Even after a long conversation, when you think you've got to the bottom of her, you find there are more facets reflecting more light. An offhanded mention of the stage, for instance, and she tells of a string of starring roles she's played in the local community theater, winning several "BenTonys" in the process. It's an apt hobby, given the many roles she plays locally and across the state on a long and diverse list of boards and committees, the only commonality among them being propelled by the Saline County spitfire.

"She's one of the top three leaders on the board. That alone tells you a little bit about her," says Dr. Ben Sells, president of Ouachita Baptist University in Arkadelphia. "The four words that come to mind in regard to her being a trustee are, she's business savvy, she's passionate, humble and gracious. And, she has a way of uniquely combining all those things."

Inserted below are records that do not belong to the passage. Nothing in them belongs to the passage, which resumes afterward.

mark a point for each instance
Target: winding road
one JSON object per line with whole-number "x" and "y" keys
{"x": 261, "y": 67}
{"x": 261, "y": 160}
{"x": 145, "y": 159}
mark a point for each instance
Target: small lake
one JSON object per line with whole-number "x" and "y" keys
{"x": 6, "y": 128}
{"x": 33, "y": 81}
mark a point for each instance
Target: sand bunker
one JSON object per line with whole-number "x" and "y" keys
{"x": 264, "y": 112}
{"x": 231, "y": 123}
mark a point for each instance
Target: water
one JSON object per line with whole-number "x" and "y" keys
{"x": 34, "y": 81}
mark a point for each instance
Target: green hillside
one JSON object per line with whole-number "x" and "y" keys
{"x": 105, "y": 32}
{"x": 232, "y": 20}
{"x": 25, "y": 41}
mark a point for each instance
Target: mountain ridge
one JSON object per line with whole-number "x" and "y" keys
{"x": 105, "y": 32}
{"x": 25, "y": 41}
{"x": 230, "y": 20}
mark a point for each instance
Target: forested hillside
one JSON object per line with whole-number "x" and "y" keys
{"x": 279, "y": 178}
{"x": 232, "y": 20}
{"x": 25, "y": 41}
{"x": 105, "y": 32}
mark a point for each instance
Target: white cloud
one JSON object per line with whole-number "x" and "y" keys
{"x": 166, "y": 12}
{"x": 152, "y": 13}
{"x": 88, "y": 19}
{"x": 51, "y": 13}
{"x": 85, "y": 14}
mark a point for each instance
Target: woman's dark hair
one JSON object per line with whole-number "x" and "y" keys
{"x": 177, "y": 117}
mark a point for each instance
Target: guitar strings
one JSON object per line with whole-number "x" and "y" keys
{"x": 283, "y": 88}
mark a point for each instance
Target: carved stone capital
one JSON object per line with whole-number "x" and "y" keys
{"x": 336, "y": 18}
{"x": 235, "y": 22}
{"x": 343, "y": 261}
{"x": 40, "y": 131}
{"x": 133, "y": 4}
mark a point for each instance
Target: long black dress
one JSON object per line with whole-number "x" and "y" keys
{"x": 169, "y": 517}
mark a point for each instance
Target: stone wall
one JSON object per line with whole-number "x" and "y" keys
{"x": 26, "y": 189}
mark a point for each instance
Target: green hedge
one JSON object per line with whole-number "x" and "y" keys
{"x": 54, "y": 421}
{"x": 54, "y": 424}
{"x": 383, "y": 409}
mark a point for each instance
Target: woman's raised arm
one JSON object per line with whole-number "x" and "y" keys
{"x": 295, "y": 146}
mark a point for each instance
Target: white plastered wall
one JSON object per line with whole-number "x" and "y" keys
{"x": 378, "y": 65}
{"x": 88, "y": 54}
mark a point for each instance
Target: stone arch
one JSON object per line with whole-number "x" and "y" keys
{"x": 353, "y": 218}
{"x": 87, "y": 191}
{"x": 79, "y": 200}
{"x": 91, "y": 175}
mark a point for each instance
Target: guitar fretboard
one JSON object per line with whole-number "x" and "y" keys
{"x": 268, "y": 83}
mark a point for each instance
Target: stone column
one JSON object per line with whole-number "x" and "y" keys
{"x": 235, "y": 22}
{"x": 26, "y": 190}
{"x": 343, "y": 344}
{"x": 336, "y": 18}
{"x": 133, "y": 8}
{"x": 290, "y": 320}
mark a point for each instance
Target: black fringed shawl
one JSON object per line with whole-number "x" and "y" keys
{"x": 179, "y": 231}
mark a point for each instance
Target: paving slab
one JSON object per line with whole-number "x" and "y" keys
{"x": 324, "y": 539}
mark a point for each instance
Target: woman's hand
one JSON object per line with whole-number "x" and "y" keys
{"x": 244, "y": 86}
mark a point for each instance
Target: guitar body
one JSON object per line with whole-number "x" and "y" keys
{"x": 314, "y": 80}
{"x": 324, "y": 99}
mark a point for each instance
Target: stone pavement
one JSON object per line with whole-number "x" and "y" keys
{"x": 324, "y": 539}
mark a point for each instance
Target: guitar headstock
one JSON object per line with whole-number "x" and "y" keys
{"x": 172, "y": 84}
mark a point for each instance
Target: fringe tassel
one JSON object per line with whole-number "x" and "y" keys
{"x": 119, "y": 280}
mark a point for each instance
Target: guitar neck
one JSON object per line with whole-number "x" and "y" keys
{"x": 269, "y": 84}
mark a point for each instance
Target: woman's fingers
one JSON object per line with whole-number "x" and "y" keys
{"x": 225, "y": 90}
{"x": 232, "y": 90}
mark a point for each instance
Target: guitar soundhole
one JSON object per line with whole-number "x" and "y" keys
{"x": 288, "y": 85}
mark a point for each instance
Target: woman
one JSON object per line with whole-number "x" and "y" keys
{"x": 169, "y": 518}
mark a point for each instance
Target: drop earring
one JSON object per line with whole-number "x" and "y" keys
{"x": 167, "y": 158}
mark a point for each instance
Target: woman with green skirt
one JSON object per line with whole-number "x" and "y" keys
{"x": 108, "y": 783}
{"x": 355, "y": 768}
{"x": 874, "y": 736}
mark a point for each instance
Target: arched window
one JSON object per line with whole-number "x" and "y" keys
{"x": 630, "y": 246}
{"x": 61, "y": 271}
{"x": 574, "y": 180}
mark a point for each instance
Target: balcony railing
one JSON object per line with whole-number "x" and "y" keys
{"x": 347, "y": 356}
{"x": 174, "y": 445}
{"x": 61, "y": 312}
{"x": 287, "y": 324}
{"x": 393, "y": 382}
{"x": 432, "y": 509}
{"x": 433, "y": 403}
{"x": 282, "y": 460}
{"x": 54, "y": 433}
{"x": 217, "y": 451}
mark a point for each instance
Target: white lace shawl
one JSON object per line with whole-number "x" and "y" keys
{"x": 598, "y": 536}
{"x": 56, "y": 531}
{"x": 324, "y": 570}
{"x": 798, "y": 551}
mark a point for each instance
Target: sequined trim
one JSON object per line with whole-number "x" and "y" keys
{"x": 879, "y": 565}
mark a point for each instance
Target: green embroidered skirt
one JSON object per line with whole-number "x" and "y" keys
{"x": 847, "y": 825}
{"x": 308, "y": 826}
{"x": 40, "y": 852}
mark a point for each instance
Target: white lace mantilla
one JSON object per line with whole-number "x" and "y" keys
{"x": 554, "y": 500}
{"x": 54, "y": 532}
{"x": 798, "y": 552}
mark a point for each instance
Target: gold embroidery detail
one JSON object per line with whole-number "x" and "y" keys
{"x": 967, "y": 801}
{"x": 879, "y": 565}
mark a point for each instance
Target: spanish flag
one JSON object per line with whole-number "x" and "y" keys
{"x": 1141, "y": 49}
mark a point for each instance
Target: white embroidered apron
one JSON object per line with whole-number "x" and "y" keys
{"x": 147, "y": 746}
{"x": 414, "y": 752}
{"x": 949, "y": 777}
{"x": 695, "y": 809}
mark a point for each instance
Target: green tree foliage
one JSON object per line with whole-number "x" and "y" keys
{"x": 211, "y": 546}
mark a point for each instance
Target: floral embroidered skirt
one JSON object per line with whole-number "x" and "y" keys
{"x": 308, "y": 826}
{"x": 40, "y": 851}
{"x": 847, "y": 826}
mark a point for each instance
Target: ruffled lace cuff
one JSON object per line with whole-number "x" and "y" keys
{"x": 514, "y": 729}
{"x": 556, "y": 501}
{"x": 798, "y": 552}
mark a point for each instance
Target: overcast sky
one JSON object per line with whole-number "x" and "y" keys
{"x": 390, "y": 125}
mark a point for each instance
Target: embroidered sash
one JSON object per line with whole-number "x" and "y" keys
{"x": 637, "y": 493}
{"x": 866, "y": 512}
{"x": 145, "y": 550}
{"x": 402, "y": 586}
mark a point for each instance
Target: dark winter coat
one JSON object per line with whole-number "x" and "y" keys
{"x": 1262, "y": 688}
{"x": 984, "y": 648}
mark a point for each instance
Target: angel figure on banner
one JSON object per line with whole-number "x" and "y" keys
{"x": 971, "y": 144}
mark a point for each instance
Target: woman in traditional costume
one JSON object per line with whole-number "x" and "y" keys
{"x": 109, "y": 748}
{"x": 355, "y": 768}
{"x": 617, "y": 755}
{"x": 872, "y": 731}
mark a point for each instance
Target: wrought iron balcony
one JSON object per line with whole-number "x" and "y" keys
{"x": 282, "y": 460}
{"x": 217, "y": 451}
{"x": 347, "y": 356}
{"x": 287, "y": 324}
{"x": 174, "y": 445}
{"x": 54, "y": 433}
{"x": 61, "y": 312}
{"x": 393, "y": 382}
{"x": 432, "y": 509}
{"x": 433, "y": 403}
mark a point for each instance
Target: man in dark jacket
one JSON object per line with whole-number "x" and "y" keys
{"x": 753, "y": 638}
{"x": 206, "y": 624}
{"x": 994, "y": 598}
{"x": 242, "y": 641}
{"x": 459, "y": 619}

"She is very intuitive. She is great at seeing a need and wanting to meet it," says Rachel Hubbard, co-director of Second Chance Youth Ranch in Paron. "I think it's really the heart behind what we do. She's able to connect with our mission of helping children who've been removed from abusive and neglectful families, because her family is so important to her. I think that really pulls at her heartstrings as a family person, a grandmother."

Predictably, Everett is uncomfortable with such remarks and she's quick to share credit with the many other people she serves alongside. And, of course, she nods humbly to the source that has made it all possible from the start.

"Things like the clinic or the job training, it's not me. It's God doing it," she says. "Those changes that happen or that healing that happens, I couldn't do that, only God could. All I do is, I love the Lord and I love people. I care about them and I let God work through me to reach them."